Dr. Mahlmann is president of the National Music Council, chairs the Consortium of National Arts Education Associations and the National Coalition for Education in the Arts, and serves on the advisory boards of The Hartt School in West Hartford, CT, and MUSICA (The Music & Science Information Computer Archive) in Irvine, CA. He also serves on numerous task forces and certification committees, has contributed to panels and roundtables on arts education, and has judged numerous exhibits and contests. In addition, Dr. Mahlmann speaks frequently and publishes extensively, and has recently been interviewed by Newsweek, Rolling Stone, and CBS News. An eloquent spokesman for arts education who has built a reputation throughout the nation as an effective leader in the field, Dr.
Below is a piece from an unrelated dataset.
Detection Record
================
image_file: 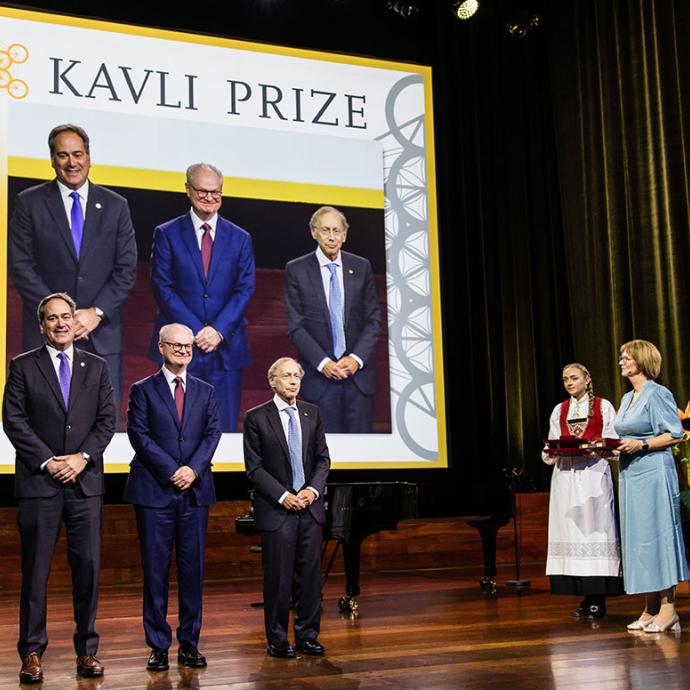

John J. Mahlmann’s distinguished career weaves together the twin strands of art and music into a single distinctive contribution to arts education in America.
Dorothy A. Straub
Educator, Advocate, MENC National President 1992-1994 – Designated by Larry Williams
Dorothy Straub served as president of MENC and president of MENC’s Eastern Division, chaired the MENC committee for string and orchestra education, and has co-authored a number of publications in the area of string education, such as TIPS: Establishing a String and Orchestra Program, published by MENC. Ms. Straub long served as Music Coordinator for the Fairfield public schools in Connecticut, and as Orchestra Director at Fairfield High School. Dorothy was also a string and orchestra teacher in the West Port, Connecticut public schools for eight years, and Music Coordinator for the West Port and Fairfield public schools. She is a graduate of Indiana University with Bachelor’s and Master’s degrees in Music Education, specializing in strings.
Ms. Straub has been the conductor of the concert orchestra of the Bridgeport Symphony Youth Orchestra, and has served as guest conductor for string festivals in numerous states. She also has been a violinist in the Greenwich Symphony and in greater Bridgeport symphony orchestras. She is a distinguished member of the American String Teachers Association, and has been editor of the “School Teachers Forum” in ASTA’s American String Teacher magazine. She also holds memberships in the National School Orchestra Association, the American Federation of Musicians, and the American Orff Schulwerk Society.
During her presidency, Dorothy Straub distinguished herself through her positive influence on people, by building coalitions, and by working closely and harmoniously with MENC staff. She has exhibited excellence in teaching, a commitment to string and orchestra education, and a strong vision for the place of music education in the life of children.